There are 3 types of naturally occurring RS:
Type 1: This starch is bound by fibrous cell walls found naturally in legumes, seeds and grains.
Type 2: High amylose containing foods in its raw state such as potatoes, unripe (green) bananas and plantains; once they are cooked the starch becomes accessible.
Type 3: This is when type 1 & 2 are cooked then cooled.
One of the reasons this fiber is such a benefit, is because it helps us lose and maintain weight loss.
1. Improved fiber consumption from RS helps hunger levels and positively effects hunger hormones and satiety.
2. Resistant starch offers fewer calories in place of higher calorie containing foods of similar weight.
3. Improves glycemic effect by improving insulin sensitivity and blood sugar control. This study showed that the consumption of 15-30 grams per day of resistant starch showed improved insulin sensitivity in overweight and obese people by up to 50%.

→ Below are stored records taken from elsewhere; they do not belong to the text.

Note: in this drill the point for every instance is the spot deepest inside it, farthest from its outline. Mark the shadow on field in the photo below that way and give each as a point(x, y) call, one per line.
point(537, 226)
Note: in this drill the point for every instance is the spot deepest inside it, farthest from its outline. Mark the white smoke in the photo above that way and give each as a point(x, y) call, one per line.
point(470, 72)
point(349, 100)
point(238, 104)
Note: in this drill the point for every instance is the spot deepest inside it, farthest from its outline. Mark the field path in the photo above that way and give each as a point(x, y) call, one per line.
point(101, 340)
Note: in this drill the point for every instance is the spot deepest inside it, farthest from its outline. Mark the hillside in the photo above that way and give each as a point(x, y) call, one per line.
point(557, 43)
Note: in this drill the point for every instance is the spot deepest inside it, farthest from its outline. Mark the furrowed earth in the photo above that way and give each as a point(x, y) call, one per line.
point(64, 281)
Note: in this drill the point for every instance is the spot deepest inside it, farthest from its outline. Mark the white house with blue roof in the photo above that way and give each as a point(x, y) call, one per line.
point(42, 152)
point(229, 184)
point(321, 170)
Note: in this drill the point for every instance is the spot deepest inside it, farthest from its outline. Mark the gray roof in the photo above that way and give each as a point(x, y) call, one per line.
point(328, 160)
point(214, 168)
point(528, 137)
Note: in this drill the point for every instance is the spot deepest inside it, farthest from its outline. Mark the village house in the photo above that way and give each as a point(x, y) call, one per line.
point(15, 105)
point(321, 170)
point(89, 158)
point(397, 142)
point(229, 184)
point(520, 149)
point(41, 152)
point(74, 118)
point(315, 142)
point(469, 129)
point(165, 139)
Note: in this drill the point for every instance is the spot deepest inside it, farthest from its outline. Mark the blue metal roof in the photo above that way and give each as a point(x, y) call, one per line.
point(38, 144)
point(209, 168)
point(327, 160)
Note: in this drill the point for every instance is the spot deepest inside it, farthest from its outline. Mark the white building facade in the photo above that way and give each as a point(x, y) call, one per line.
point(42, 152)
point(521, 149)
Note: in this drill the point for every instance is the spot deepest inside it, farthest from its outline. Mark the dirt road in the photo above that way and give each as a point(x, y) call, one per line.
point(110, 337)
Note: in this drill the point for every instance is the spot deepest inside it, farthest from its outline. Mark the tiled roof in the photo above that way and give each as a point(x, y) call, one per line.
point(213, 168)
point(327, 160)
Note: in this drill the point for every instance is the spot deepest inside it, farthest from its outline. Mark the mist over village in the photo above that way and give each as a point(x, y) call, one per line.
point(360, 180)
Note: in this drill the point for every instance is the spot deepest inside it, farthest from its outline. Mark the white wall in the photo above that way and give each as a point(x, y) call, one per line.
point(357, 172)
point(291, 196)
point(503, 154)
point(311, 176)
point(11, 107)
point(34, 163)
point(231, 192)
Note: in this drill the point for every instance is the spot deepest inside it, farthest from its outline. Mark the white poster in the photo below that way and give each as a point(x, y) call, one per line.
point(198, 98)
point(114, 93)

4. Improves glycemic effect of the next meal. The next meal you eat, consumed after consumption of the RS, has less of a blood sugar increase and insulin effect.
5. Reduces fat storage in fat cells and increases fat oxidation, particularly post weight loss.
6. Support and maintenance of healthy bowel microbes.
Foods high in resistant starch are unripe (green) bananas, plantains, legumes (particularly white beans, black beans, chickpeas, green peas, lentils and kidney beans), cashews, oats, oatmeal, wholemeal pasta, pearl barley, rice, yams and potato.
These foods may be cooked but they must be cooled before consumption to be high in RS. They must be consumed in their whole form unprocessed only as the processing allows the starch to be completely accessible.
Once resistant starch reaches the large colon it selectively acts as a food for the healthy bacteria found in our large bowel. When the good bacteria consume the RS it produces short chain fatty acids that support the health and integrity of our bowel cells.
These short chain fatty acids are also beneficial as:
RS has shown promise in studies to reduce the risk of colorectal cancer due to these effects.
Some research also indicates that obese people may have a different bacterial population compared with leaner persons. There is some evidence that healthy bacteria play a role in the maintenance and health of our metabolism.
Poor microbial health is highly associated with chronic health conditions such as obesity, inflammatory bowel disease, depression, anxiety, infections and poor immunity.
It is clear that diet can have a major influence positively or negatively on microbial proliferation and community both in the short and long term thus effecting our overall health. RS helps to maintain this healthy gut flora.